Living at Emmaus brought something different to the table. When something was supposed to work on paper, but in reality, did not, Emmaus made adjustments to fit Peter’s needs. One Emmaus team member in particular worked one-on-one with Peter to highlight his strengths, and really express trust and love. Peter was gaining independence and his anger subsided. At Emmaus, Peter was safe, secure and blooming.
Peter spent 12 years in Marthasville. “Then one day I received a phone call that made me sick to my stomach,” says Linda. “Emmaus started talking about transitioning away from campus [into community homes]. Every memory of being displaced from apartments, all the hurt, and all the anger, came rushing over me.”
After the realization of the announcement set in, Linda decided to take a different approach. She wanted Peter to be one of the first people off the campus. Emmaus Client Services Director Laura Davis was put in charge of the transition. She knew Peter from years before as a case worker. Linda had incredible trust in her. They came together as a group to begin discussing the process.
They found a home in Wright City and put a plan in effect. Before moving in, Peter visited the home many times. Sometimes he brought lunch with his housemates and were able to pick out paint colors for their bedrooms. On move-in day, Laura coordinated people to hookup Peter’s TV and have everything ready before the day was over.
Linda wanted to know how she could help. “I bought a kitchen table and will never forget dropping it off. The neighbor across the street came over and asked who was moving in. Not wanting to 'hide' anything, I explained about my son, Emmaus and his roommates. The neighbor started hugging me and assured me that he would be fine. She gave me information about the church she belonged to and told me she had been an aide for a special needs student at a local school. I was so overwhelmed by her reaction and kindness, that I started crying - so relieved that they would be accepted."
Peter’s neighbors attended an open house and are very welcoming to Peter and his housemates.

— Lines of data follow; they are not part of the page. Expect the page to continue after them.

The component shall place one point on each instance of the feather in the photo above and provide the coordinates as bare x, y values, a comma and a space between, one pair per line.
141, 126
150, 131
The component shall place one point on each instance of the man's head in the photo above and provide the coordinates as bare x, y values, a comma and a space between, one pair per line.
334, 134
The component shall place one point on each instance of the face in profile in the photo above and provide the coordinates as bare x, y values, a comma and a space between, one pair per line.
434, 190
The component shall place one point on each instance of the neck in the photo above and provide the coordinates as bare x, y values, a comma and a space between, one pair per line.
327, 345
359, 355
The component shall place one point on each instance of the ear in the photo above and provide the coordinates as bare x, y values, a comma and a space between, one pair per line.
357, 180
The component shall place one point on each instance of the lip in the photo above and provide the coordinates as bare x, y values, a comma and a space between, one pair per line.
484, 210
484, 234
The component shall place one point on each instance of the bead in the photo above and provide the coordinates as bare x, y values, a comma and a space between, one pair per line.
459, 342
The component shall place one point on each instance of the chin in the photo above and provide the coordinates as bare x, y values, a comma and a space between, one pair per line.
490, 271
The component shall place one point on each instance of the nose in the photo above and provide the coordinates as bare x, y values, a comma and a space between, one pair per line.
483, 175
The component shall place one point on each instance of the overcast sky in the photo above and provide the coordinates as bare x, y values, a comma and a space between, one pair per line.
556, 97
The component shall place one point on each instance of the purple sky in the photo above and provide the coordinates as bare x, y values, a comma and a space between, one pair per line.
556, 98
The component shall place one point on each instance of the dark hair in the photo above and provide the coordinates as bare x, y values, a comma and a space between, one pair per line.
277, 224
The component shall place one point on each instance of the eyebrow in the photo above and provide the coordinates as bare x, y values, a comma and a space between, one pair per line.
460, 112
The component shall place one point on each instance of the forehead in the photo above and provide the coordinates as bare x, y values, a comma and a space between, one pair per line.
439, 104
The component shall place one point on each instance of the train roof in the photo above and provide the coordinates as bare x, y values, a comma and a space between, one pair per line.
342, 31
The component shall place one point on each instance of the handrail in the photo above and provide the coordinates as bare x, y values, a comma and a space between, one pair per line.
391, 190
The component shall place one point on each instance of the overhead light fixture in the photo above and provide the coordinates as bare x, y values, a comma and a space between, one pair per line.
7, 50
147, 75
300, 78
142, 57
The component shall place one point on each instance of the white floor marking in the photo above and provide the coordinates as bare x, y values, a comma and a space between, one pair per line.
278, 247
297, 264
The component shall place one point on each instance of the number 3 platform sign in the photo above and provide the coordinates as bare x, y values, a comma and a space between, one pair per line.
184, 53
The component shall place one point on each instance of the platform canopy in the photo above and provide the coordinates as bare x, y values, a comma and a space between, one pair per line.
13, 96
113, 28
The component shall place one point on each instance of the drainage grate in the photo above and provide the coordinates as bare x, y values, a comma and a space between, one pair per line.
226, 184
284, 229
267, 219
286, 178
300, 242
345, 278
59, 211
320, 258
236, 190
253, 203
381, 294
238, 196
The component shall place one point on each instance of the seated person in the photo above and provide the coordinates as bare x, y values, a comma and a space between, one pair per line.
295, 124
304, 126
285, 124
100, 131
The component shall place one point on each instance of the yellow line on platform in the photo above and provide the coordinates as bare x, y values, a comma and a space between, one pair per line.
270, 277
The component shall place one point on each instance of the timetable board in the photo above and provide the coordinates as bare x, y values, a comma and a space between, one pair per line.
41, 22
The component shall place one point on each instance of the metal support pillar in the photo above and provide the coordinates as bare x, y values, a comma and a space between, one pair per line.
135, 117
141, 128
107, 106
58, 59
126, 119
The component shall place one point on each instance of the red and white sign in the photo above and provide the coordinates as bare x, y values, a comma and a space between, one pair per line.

One neighbor even dropped off Christmas cookies and visits with her grandkids.
Peter is part of his community. He was ignored in big cities, but in this rural setting, people know him. He volunteers with Meals on Wheels, attends a local church (Sunrise), chats with folks over coffee, attends EmmausLink classes for continuing education, participates in Special Olympics, goes bowling, rides at Exceptional Equestrians, reads the newspaper, plays golf, looks for different social activities and much more. He even traveled to Colorado this summer.
Linda believes his transition has been successful due to the support and care he and his housemates receive from staff.
“Peter has found a purpose. People have been trying to help him all his life, but now we found that Peter is the helper. He is a cheerleader for his housemates. It’s really working out. I keep waiting for the honeymoon period to end, but since moving in two years ago, it hasn’t. His medications have been lowered and he’s matured because of the security, safety and love he continues to experience at Emmaus. Now at 45 years old, Peter’s individuality continues to impress me.”